I felt the compulsion to go outside, but I was almost prostrate on the floor, the words, “this generation” ringing in my ears, the wind now rushing, gashing, smashing, and cutting through the drawing room, a swirling confusion. Newspaper headlines and “current events” spinning around the room, pictures lifting from the walls, rattling but not falling, the William Morris wallpaper with its distinct and bold patterns, blurred and out of focus.
I crawled along the floor, “I must go, I must come, I have to go down!”, I heard myself ! Oh that compulsion, who has ever felt that desire, that gravitational pull towards a torrent of words. But I felt that pressure, it grew stronger and stronger. The Words were dragging me, drawing me into themselves, engulfing and consuming me in their meaning.
I managed to open the door, then leaned against the banister and tumbled down the stairway in the hall, propelled towards the wide Victorian front door with locks and bolts. With my face pressed up against it, I yanked down the latch, and pulled the door back towards me into the house. The wind did the rest. But then the wind, as it were, got hold of me, and dragged me stumbling onto the kerb like a drunk,… pulling me towards the pensive crowd.
Some were weeping, others were in what looked like state of shock. I was prostrate on the pavement. Somehow I had half-crawled and pushed my way to the front of the crowd, which was now filling the whole square. The man continued. Every word struck like a hammer, every word clear, the death, the life and now the wind. The fire was the end and it was the beginning. It was the end of that heavy weight on our minds, he said. I heard myself, shout, “But what shall we do? What shall we do?” The man paused, glanced in my direction, and continued, “Look… you just look – look at your victim! Make sure you look at his palms, will you? Look into those holes.. they are dry now, they do not weep blood! Just look!”

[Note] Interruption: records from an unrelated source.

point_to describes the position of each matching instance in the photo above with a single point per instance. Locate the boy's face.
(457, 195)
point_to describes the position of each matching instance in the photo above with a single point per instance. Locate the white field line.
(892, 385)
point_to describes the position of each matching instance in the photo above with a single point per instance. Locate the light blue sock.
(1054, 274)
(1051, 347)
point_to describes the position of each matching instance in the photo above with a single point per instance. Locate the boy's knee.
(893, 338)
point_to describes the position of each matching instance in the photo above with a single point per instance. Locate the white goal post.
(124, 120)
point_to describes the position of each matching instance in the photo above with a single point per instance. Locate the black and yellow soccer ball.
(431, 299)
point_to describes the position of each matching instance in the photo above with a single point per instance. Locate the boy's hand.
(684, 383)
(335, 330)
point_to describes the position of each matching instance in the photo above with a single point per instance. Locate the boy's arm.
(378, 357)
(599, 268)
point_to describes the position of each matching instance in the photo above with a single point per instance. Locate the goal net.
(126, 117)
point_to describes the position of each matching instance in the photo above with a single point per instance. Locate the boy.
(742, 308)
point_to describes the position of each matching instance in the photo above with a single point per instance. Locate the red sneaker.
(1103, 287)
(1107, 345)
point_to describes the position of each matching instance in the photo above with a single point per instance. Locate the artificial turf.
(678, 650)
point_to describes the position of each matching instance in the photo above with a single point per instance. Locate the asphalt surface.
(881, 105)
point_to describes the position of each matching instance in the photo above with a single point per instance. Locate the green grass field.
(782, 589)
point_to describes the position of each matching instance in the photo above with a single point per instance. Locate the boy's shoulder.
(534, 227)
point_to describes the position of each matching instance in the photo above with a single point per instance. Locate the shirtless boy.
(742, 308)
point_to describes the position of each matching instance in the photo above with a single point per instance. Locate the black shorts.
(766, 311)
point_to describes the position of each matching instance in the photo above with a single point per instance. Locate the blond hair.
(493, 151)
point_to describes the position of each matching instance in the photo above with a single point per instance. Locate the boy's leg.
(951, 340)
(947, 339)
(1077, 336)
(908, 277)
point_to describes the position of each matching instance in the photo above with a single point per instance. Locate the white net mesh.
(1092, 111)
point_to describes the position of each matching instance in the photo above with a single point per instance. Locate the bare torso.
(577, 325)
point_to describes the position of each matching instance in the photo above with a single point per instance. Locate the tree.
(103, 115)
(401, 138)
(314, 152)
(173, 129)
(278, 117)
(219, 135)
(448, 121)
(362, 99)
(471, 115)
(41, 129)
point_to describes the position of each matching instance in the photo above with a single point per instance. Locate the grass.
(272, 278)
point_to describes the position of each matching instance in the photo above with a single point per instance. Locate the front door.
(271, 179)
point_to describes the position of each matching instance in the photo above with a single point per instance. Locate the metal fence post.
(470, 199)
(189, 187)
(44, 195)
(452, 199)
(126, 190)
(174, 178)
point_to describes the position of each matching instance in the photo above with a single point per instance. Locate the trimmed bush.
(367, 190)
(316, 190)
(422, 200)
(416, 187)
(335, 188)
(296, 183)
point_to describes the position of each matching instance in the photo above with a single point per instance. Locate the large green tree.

Well, I did look. And this time I saw. But I saw with my mind. The weight lifted from my mind, but it was just then the water came. The sky was clear, but the ground was wet. Sprays of fresh water, like a sprinkler or a water hose, began to douse the whole crowd. We all looked up to see where it was coming from. The sun shone, but the water kept coming, we were drenched, all of us, children, women with children, city workers in their sharp suits, all of us soaked.
But now I was clean. I felt clean. I knew cleanness. I pulled myself up, unsteady, and smiled at the people around me, none of whom I knew, none of whom noticed me and I staggered back to my flat, pushing my way through the soggy crowd, but no longer of the old dispensation.